É por esta razão que a liberdade assume um caráter de prática: porque ela é a única fiadora possível para a sua realização.
A ” garantia da liberdade é a liberdade”[7], explicita Foucault.
O conjunto ou a soma de práticas de pessoas livres no exercício de sua liberdade é que torna possível e viabiliza a própria liberdade, que não é resultado de um arranjo arquitetônico e tampouco uma construção suntuosa com fins liberadores, mas sim produto de um exercício individual e comum. Foucault não atribui a nenhum elemento externo, sejam às leis ou ao espaço, a prática efetiva da liberdade e, muito menos, fornece uma condição prévia para a sua realização como, por exemplo, uma tomada de consciência.
A liberdade é efetivamente uma prática e sua condição são pessoas no exercício de sua liberdade.
Na suma: aprende-se a ser livre materializando-se o exercício da liberdade. É treino mesmo. Essa é a concepção de liberdade cívica que propicia, desde a Grécia antiga até os desdobramentos dos estudos preciosos de Foucault, a tomada de decisão quando a experiência do intolerável se adensa até se tornar uma evidência social.
Tomemos como exemplo o movimento das Diretas Já. Foi através do USO de direitos (expressão, reunião e associação) a conquista de um dos maiores pilares da democracia, ou seja, o voto popular. A liberdade de que tratamos não se resume, portanto, somente a um sentimento ou estado de espírito mas, principalmente, em efetividade politica e social.
A insidiosa submissão é ainda causa de ruína também da teoria do “pacto republicano” e de todas as suas instituições. Para Gros, quando o contrato social é evocado como origem mítica, quando o consentimento se torna uma “metafísica” da convivência social, o sistema legal encobre uma realidade pontual e sempre permeada de injustiça e violência.

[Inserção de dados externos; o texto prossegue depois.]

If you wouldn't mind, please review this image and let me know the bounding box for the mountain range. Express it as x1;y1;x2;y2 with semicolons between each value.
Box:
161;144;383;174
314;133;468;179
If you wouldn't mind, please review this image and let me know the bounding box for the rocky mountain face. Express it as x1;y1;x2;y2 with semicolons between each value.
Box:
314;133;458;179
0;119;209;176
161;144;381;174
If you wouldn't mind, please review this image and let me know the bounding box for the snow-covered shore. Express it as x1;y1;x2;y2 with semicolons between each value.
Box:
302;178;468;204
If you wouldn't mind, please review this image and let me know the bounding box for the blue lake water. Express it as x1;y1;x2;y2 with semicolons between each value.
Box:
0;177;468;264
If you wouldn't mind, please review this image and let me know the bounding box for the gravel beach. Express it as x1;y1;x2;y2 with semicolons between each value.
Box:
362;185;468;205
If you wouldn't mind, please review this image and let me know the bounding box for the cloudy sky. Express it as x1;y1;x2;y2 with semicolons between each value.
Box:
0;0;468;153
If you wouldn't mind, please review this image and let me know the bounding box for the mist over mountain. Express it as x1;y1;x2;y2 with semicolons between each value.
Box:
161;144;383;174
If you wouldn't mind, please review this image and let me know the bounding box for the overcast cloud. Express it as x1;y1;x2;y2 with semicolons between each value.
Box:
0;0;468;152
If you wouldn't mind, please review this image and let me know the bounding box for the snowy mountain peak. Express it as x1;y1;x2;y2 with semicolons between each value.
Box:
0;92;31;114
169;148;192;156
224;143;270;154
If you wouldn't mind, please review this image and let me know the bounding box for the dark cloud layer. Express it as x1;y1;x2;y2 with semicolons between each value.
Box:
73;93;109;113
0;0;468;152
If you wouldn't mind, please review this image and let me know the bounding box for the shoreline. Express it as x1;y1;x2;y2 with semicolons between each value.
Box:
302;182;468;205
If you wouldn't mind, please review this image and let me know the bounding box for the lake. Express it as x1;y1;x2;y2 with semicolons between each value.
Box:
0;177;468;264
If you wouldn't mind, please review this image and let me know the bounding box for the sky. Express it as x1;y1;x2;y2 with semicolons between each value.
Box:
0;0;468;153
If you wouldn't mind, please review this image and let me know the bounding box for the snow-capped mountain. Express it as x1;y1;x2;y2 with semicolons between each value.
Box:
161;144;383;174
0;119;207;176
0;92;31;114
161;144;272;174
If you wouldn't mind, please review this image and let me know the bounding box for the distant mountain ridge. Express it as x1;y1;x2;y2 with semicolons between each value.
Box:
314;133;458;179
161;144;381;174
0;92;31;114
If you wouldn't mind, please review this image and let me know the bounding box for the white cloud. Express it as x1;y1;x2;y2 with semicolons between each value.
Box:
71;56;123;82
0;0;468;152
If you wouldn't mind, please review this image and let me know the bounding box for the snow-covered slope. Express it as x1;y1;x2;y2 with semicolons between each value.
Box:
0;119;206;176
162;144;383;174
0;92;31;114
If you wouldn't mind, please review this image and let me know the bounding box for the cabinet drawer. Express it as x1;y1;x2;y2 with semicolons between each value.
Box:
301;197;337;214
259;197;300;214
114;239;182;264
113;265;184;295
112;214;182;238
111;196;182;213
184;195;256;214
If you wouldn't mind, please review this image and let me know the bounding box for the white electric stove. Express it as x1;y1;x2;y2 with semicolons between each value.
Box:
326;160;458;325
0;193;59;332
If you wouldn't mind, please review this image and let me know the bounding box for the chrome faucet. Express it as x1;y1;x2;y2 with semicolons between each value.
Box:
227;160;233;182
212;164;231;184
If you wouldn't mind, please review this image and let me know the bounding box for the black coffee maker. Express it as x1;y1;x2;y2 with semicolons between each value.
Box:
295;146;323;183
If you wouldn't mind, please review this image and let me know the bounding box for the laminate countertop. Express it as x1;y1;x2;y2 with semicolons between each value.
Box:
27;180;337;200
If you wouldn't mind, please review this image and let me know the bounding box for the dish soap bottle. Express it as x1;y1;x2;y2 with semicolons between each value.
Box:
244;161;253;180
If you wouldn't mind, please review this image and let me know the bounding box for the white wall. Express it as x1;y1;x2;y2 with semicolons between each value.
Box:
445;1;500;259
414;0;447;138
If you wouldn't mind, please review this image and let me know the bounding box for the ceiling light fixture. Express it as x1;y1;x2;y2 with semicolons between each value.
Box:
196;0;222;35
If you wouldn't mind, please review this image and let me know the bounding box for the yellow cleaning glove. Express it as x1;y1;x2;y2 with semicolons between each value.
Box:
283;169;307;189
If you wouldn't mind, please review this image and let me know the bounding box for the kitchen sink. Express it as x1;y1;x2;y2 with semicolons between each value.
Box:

Com efeito, a promessa do consentimento para uma boa convivência social no regime democrático, especialmente no contexto posterior as eleições de outubro de 2018, parece ter sido um engodo. Constatamos, na verdade , que este regime é algo muito diferente de uma forma institucional caracterizada de boas práticas ou procedimentos, inspirada pela defesa das liberdades, aceitação da pluralidade ou o respeito pelas decisões majoritárias.
Claro que a democracia reúne tais condições mas, para além disto, é preciso desvencilhar-se do pensamento herdado de uma tradição contratualista de que ela é um Estado acabado [8]. Muito pelo contrário: a democracia não é um regime ou uma forma política paralisada, mas sim um processo crítico que vive em constante e conflitiva expansão e que não está reduzida ao desenho das instituições ou à governabilidade.
A democracia, assim como é o inexorável funcionamento do poder, deve vir de baixo, das relações de força na família, na escola, no sistema judiciário e econômico.
É no contexto destas forças relacionais que se deve praticar a liberdade para constituir-se como sujeito político sem submissão e amadurecido na forma mesmo proposta por Kant, como uma vitória, primeiramente pessoal e, só posteriormente, coletiva. Esta apropriação em rede afasta inclusive a sensação do isolamento quando se desobedece.
E esta subjetividade política também é responsável pelo imperioso questionamento de uma estrutura provisória e anacrônica como se supõe ser o pacto republicano. É à partir deste reconhecimento que se abrem possibilidades das absolutamente imprescindíveis participações políticas no processo de construção da cidade (pólis). O grande número de eleitores deste ano para os Conselhos Tutelares em SP talvez seja um início.
Desobedecer é, pois, uma tentativa de liberdade e uma força subversiva sempre nova capaz de “por pelo avesso os valores habituais e os hábitos valorizados”[9].
Flavia D´Urso é Defensora Pública aposentada. Mestre em Processo Penal e Doutora em Filosofia Política pela PUC/SP.